Private university in Kabul, Afghanistan

Dunya University of Afghanistan is a private university established in 2009 in Kabul, Afghanistan in partnership with the Swiss UMEF University. Swiss UMEF is accredited by the Swiss higher education authorities.

Dunya University was founded by General Ahmed Ali Sangdel and his sons.

Dunya University is recognized by the Ministry of Higher Education of Afghanistan, and its academic business units were accredited by the International Assembly for Collegiate Business Education as of December 2016.

Dunya University of Afghanistan is an international university in Afghanistan with a distinctive faculty of different nationalities, of which the majority are European or North American. Dunya University is known favorably for its contribution to the private and public sectors in Afghanistan.

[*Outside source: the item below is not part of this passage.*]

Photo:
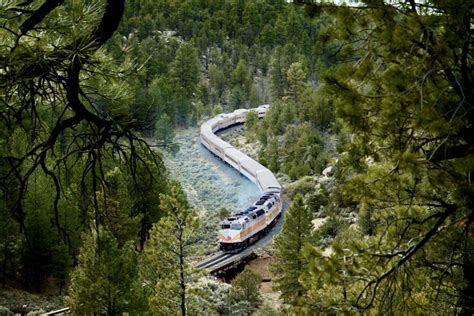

DUA is a member of the Accreditation Council for Business Schools and Programs (ACBSP), and the Association to Advance Collegiate Schools of Business. Membership in these organization does not imply accreditation, although ACBSP is recognized as an accrediting body by the Council for Higher Education Accreditation. The AACSB report on DUA states that DUA is not accredited.

== Brief history ==
Established in 2009, Dunya University of Afghanistan is a for-profit private higher-education institution located in the metropolis of Kabul (population range of 1,000,000-5,000,000 inhabitants).

=== The world ===
A name was well chosen to reflect its positioning as the first university in Afghanistan with a distinctive international flavor, thanks to an international faculty hailing from Switzerland, Brazil, Canada, China, France, Germany, Italy, the UK, and the USA.

=== 2005-2006 ===
His Excellency General Ahmed Ali Sangdel – and several members of his family, as well as a team of devoted colleagues with extensive international educational experience, started an in-depth reflection on the creation of a university in Kabul.

== Advisors ==
Dunya University has international, top-ranked advisors who have graduated from major international universities, notably in Europe, the USA and Asia, in order to bring a multicultural atmosphere to our campus.

== Overview ==
Officially recognized by the Ministry of Higher Education of Afghanistan, Dunya University of Afghanistan (DUA) is a very small (uniRank enrollment range: 250-499 students) coeducational Afghan higher education institution. Dunya University of Afghanistan (DUA) offers courses and programs leading to officially recognized higher education degrees such as bachelor degrees in several areas of study.